Solo qualche miracolo dell'acqua potrebbe giustificare ciò che la cornice ovale dell'aereo ci rivela, laggiù. Per ore abbiamo sorvolato un nulla arido e terroso, inospitale e senz'anima da eguagliare. A volte, questo nulla assoluto nel sud della vasta provincia della Mongolia Interna, nelle aree della vecchia Via della Seta, appare cosparso di macchie verdi di Dunhuang che ci sembrano orticole.
Si ripetono in modo tale da formare una fitta griglia di poderi rettangolari, alcuni di un verde più profondo dell'acqua provvidenziale che li irrigava.
Non appena lasciamo l'aria condizionata in aeroporto, i trenta-qualcosa gradi secchi che sentiamo iniziano a imbrunirci. Con il vento che soffia verso est dai deserti, l'atmosfera rimane polverosa.
Quando le peggiori tempeste si sono diffuse qui, è lo stesso vento rinforzato e la sabbia dell'ambiente circostante che arriva Pechino e rendere l'atmosfera della capitale più pesante e affannosa che mai.
La fruttuosa modernità della Via della Seta
Ci siamo resi conto, a colpo d'occhio, di quanto il profilo e l'aspetto storico di Dunhuang avessero ceduto il passo alla modernità Han che, dall'Oceano Pacifico alle estremità del Tibete, ha a lungo plasmato il territorio cinese. Le vecchie case in mattoni di fango hanno lasciato il posto a edifici prefabbricati. Alcuni hanno due o tre piani. Quelli nei dintorni, anche di più.
Una delle strade della città, Yangguan Dong Lu, ospita lo snello mercato di Shazhou. Quando lo abbiamo indagato, ci siamo imbattuti in un rapporto atteso ma curioso tra il paesaggio predominante e i prodotti. Erano per lo più asciutti o aridi in un modo che era comunque composto e seducente.
In un'estensione di decine di metri si trovano recipienti quadrati e un'affascinante abbondanza di nocciole, noci, mandorle, arachidi, pinoli, pistacchi separati per varietà e pezzatura.
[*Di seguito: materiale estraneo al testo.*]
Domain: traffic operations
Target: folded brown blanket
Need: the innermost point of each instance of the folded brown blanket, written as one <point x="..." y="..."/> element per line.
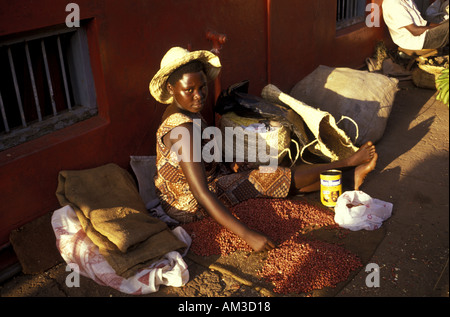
<point x="113" y="215"/>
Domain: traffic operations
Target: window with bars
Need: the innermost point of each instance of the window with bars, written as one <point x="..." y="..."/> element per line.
<point x="46" y="84"/>
<point x="349" y="12"/>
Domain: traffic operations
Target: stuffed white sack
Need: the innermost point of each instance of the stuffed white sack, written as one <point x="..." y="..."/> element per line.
<point x="356" y="210"/>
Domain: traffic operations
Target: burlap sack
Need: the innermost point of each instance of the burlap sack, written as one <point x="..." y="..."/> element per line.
<point x="365" y="97"/>
<point x="113" y="215"/>
<point x="329" y="142"/>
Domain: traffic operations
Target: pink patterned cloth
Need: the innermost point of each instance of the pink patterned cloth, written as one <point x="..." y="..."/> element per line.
<point x="82" y="255"/>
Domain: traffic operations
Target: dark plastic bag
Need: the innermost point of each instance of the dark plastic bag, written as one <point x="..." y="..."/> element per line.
<point x="236" y="99"/>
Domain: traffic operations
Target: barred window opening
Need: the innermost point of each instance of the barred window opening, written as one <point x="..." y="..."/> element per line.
<point x="46" y="84"/>
<point x="349" y="12"/>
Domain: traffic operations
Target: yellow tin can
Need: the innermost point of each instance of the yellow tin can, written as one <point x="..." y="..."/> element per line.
<point x="330" y="187"/>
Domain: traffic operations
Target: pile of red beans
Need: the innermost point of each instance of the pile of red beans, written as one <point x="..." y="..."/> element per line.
<point x="297" y="265"/>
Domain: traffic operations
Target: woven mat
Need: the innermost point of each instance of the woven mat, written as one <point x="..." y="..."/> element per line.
<point x="244" y="266"/>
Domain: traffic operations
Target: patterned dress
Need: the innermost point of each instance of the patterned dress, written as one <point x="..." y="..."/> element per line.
<point x="231" y="188"/>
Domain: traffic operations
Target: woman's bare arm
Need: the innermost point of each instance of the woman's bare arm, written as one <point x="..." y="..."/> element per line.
<point x="196" y="178"/>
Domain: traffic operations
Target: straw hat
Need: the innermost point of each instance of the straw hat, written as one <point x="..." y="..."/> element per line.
<point x="174" y="58"/>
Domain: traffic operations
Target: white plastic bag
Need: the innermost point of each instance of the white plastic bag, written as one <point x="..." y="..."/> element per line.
<point x="355" y="210"/>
Ci accompagnano datteri, uvetta, pesche, prugne, prugnole, fichi e chissà cos'altro, raggrinziti, caramellati o salati, detta l'esperienza degli abitanti di questi luoghi che sono preparati a durare più a lungo senza perdere sapore. Poi ci sono le spezie dai mille toni, consistenze e aromi.
Frutta e spezie sono da sempre presenti al crocevia asiatico che ha immortalato queste tappe. Eppure, nel corso della storia, qui sono state mercanteggiate innumerevoli merci.
Conosciuta un tempo come Shazhou (come mercato) e Dukhan, in dialetto uiguro, dal VI al XII secolo, Dunhuang prosperò all'incrocio di due dei rami primordiali della Via della Seta e divenne il principale punto di contatto tra i Cina e il resto del mondo.
Il passaggio pionieristico di Marco Polo e della famiglia
Era una delle principali città incontrate dai mercanti occidentali. Di questi, Marco Polo era il più famoso. Suo padre Niccolò e lo zio Maffeo viaggiarono in Oriente e incontrarono Kublai Khan, ancor prima di incontrare Marco. Nel 1269 tornarono con una lettera inviata dall'imperatore a papa Clemente IV, morto l'anno prima.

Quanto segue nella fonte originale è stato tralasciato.